One of the things that many painters struggle with is color choices. It is so easy to want to just go all “paint by numbers” and throw tons of colors at models. Even with an amazing technique, you often end up with a garish figure that is hard on the eyes. On the other end of the spectrum, I have seen armies that look stunning from 6″ away, but have such drab and narrow palettes, that people just walked right past them – headed for lower quality but more contrasty fare.
|So many bright colors!|
As a painter, always think about that double edged challenge before you start in on an army. You want colors that will draw the eye from across a table, and get people to come over and take a closer look, but you don’t want something so garish they wont like the results when they come take a closer look.
Gentleben has chosen a “naturalism” type of palette here, with organic browns, subtle blues and rusty reds. It all works well together, gives the Ogrun a warmth that draws you in and yet he was still able to throw in some very limited and controlled details like the bright red stripe on the chestplates. Just the type of thing that can draw the eye.
The next thing I want to point out to you is something that is hard to put your finger on, but once you know the trick will kick up your painting quality greatly. One of the things Gentleben does is use blending and multiple layers of thin paint to build up to his final colors.

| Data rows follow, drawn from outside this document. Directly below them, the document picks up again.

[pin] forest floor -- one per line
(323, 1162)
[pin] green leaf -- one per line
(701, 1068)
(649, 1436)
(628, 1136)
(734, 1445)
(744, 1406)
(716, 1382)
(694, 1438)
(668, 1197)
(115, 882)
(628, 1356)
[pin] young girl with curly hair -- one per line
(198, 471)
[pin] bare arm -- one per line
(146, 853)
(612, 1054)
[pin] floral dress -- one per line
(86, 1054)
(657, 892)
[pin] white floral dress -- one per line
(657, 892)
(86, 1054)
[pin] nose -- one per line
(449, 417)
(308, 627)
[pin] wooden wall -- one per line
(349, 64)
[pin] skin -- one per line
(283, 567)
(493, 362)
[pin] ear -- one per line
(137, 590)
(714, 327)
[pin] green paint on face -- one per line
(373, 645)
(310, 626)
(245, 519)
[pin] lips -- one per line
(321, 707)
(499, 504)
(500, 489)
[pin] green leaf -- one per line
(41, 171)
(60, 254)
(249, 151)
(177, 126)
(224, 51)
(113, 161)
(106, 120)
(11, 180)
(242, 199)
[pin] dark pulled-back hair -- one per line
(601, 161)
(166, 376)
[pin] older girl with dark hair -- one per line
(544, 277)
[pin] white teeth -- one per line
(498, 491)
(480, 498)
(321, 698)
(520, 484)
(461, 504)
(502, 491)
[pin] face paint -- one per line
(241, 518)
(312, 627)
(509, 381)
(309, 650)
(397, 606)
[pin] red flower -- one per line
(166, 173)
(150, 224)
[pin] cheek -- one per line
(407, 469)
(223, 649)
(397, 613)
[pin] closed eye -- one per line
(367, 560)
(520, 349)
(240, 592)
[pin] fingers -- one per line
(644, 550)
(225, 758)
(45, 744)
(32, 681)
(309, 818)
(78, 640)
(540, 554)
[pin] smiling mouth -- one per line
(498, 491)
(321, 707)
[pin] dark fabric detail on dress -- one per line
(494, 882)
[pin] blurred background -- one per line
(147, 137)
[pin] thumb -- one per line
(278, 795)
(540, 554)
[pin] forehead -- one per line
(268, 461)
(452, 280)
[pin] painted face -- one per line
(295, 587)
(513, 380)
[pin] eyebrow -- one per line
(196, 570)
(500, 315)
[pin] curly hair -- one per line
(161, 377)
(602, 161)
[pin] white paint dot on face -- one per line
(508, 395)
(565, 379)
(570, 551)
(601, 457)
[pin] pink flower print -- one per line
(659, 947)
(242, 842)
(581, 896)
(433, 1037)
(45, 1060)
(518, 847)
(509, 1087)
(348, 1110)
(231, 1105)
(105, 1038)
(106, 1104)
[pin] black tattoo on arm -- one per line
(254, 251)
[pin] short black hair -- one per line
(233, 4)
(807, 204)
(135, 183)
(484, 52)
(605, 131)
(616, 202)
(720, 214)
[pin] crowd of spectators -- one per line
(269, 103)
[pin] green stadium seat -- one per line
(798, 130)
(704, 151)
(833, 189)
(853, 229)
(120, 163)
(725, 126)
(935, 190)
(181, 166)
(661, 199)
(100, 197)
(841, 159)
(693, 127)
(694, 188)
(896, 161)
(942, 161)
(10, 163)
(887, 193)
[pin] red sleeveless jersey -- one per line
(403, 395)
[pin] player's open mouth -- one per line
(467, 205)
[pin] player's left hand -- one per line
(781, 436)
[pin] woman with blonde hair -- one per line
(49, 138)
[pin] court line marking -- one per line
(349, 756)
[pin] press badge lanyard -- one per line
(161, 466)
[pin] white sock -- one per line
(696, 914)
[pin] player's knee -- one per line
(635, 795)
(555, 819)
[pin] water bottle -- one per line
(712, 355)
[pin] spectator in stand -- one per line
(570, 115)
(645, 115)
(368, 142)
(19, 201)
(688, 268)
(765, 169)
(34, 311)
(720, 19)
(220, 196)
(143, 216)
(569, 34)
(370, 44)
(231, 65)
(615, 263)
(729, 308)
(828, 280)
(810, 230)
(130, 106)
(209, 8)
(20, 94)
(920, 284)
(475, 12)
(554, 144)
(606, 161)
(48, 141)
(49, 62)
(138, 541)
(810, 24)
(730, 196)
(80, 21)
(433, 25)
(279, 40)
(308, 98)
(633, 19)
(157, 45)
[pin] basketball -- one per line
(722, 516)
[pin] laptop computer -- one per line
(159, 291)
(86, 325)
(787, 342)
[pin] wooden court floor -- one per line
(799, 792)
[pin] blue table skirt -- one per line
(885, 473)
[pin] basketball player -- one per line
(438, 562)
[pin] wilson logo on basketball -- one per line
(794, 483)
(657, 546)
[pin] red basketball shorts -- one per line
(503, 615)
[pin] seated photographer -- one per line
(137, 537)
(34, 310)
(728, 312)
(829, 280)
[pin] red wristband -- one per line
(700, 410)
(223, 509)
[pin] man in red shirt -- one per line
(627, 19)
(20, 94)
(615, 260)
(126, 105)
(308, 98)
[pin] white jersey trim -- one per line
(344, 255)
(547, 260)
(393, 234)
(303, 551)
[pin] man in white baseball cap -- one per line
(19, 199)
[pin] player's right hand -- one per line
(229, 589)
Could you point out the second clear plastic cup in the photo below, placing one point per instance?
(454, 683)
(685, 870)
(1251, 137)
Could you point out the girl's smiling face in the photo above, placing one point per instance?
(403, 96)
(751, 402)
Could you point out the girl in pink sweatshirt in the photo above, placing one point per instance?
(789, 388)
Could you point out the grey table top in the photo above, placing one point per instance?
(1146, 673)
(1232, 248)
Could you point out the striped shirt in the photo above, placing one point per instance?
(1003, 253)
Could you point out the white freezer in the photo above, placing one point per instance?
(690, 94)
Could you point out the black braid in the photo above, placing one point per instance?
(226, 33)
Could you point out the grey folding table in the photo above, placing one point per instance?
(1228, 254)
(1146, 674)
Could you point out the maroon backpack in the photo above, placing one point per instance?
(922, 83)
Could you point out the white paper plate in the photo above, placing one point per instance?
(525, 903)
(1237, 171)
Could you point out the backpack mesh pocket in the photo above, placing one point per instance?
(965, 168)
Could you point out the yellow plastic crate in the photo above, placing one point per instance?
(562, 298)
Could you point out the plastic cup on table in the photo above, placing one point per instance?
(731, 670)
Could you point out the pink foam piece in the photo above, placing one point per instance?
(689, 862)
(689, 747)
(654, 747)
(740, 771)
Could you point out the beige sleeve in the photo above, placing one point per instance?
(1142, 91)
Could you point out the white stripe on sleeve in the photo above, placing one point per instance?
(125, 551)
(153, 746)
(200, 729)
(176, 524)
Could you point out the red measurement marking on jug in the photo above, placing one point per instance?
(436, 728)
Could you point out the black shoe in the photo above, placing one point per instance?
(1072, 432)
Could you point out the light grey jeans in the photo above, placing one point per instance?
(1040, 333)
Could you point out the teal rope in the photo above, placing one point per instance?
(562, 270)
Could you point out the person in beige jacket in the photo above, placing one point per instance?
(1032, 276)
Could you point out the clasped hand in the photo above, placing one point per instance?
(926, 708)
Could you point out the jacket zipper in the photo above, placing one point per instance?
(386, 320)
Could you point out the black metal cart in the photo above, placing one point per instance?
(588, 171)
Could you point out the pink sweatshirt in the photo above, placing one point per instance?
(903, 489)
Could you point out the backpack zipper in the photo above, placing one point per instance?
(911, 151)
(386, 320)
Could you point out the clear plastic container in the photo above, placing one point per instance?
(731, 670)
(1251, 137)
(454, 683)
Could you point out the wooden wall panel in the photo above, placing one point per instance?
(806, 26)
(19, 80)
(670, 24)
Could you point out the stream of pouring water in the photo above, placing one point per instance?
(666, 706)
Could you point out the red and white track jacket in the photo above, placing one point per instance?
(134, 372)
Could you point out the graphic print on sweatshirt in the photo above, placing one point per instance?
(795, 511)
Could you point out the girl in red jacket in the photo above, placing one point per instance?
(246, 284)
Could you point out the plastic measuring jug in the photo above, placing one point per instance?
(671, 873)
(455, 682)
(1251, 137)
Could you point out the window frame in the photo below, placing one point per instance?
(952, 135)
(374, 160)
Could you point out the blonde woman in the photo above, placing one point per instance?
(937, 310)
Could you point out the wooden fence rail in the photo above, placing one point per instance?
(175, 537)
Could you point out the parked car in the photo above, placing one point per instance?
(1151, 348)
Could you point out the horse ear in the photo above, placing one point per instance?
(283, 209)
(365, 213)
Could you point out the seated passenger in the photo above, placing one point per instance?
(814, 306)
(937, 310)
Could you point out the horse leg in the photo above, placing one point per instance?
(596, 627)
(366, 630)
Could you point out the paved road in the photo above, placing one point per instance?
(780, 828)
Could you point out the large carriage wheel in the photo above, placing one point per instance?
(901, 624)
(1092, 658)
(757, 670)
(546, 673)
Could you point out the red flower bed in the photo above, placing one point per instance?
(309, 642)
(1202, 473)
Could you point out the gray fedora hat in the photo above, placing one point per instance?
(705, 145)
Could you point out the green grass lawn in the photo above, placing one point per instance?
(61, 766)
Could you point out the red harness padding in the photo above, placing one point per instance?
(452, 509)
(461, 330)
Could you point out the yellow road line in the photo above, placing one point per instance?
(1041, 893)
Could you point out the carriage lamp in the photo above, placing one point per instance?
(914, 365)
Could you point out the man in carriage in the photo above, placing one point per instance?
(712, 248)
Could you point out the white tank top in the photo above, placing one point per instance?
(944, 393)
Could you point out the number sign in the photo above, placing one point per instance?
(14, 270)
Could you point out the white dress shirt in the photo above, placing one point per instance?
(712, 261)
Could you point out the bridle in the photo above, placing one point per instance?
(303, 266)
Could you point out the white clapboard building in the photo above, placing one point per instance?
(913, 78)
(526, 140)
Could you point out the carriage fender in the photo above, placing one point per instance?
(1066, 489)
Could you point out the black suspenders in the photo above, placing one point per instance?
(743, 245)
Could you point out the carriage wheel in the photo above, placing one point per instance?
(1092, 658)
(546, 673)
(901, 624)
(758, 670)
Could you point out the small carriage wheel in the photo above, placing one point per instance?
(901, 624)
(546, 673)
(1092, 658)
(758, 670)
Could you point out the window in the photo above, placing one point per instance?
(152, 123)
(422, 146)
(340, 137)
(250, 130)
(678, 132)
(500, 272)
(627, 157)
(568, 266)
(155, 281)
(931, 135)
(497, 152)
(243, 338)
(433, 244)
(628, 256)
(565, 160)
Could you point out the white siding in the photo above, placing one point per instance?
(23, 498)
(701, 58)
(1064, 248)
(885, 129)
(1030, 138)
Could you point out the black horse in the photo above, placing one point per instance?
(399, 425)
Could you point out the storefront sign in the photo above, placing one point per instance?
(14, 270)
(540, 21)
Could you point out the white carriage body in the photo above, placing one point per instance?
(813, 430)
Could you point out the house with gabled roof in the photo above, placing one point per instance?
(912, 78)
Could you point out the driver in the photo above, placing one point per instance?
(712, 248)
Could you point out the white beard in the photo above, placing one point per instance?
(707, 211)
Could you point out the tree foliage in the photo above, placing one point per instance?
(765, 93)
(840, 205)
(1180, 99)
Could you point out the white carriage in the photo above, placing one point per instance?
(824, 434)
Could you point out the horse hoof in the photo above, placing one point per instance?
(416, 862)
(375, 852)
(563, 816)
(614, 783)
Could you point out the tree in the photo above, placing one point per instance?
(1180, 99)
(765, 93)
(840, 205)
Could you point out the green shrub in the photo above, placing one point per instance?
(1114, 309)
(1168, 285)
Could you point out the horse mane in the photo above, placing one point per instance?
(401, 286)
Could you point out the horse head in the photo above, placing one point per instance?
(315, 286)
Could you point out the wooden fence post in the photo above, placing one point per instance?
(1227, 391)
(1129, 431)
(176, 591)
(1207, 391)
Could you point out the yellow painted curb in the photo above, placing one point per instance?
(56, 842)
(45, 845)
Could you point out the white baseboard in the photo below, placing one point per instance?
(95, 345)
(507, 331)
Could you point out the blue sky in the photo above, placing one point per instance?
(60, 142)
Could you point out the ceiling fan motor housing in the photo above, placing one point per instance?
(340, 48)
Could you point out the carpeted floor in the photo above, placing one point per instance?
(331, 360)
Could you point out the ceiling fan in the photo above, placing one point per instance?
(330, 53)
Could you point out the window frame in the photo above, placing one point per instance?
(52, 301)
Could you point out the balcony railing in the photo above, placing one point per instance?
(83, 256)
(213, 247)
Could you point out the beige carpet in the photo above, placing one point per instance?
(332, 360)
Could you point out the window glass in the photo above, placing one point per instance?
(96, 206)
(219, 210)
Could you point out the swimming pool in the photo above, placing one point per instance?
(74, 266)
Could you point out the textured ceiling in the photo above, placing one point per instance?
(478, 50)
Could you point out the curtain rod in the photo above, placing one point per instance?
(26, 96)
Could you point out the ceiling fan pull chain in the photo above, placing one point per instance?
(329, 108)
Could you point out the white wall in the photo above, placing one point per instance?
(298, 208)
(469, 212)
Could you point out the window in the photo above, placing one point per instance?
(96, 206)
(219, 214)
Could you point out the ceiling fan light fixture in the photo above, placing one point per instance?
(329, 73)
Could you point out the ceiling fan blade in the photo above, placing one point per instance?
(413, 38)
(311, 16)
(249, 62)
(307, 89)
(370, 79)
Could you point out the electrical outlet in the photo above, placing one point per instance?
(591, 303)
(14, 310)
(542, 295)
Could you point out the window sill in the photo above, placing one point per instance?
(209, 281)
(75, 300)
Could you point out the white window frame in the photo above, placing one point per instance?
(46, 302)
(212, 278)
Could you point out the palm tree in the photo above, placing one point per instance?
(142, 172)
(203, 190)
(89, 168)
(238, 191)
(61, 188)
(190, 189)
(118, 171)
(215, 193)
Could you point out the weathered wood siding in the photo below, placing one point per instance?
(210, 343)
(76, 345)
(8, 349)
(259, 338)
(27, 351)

While many of us don’t have that attention to detail, one of the side effects is that you rarely see pure neutrals in his finished works. Even most of his metals are painted thinly over very light shades of color, giving everything a teensy bit of hue.
And THAT is a big deal, because here’s a quick trick that will save you 4 years of fine art school. It is virtually impossible to find true neutrals in nature. Due to the ever-shifting hue of light at various times of day, or the wavelength of artificial bulbs, you virtually always see everything in your life with at least some color in it. And the side effect of that is when trying for a sense of realism in painting true neutrals often “feel wrong” You can’t quite place your finger on it, but the eye tends to view these tones as somehow off.
So bravo to Gentleben for sharing these with us and showing us how much you can pull off with a controlled palette.
Finally, this set of miniatures exist along a continuum. Many of the techniques that Gentleben used to paint these Ogrun, were greatly improved and can be seen on his stunning Hunters Grim here and here.
See practice does pay off. Have at it.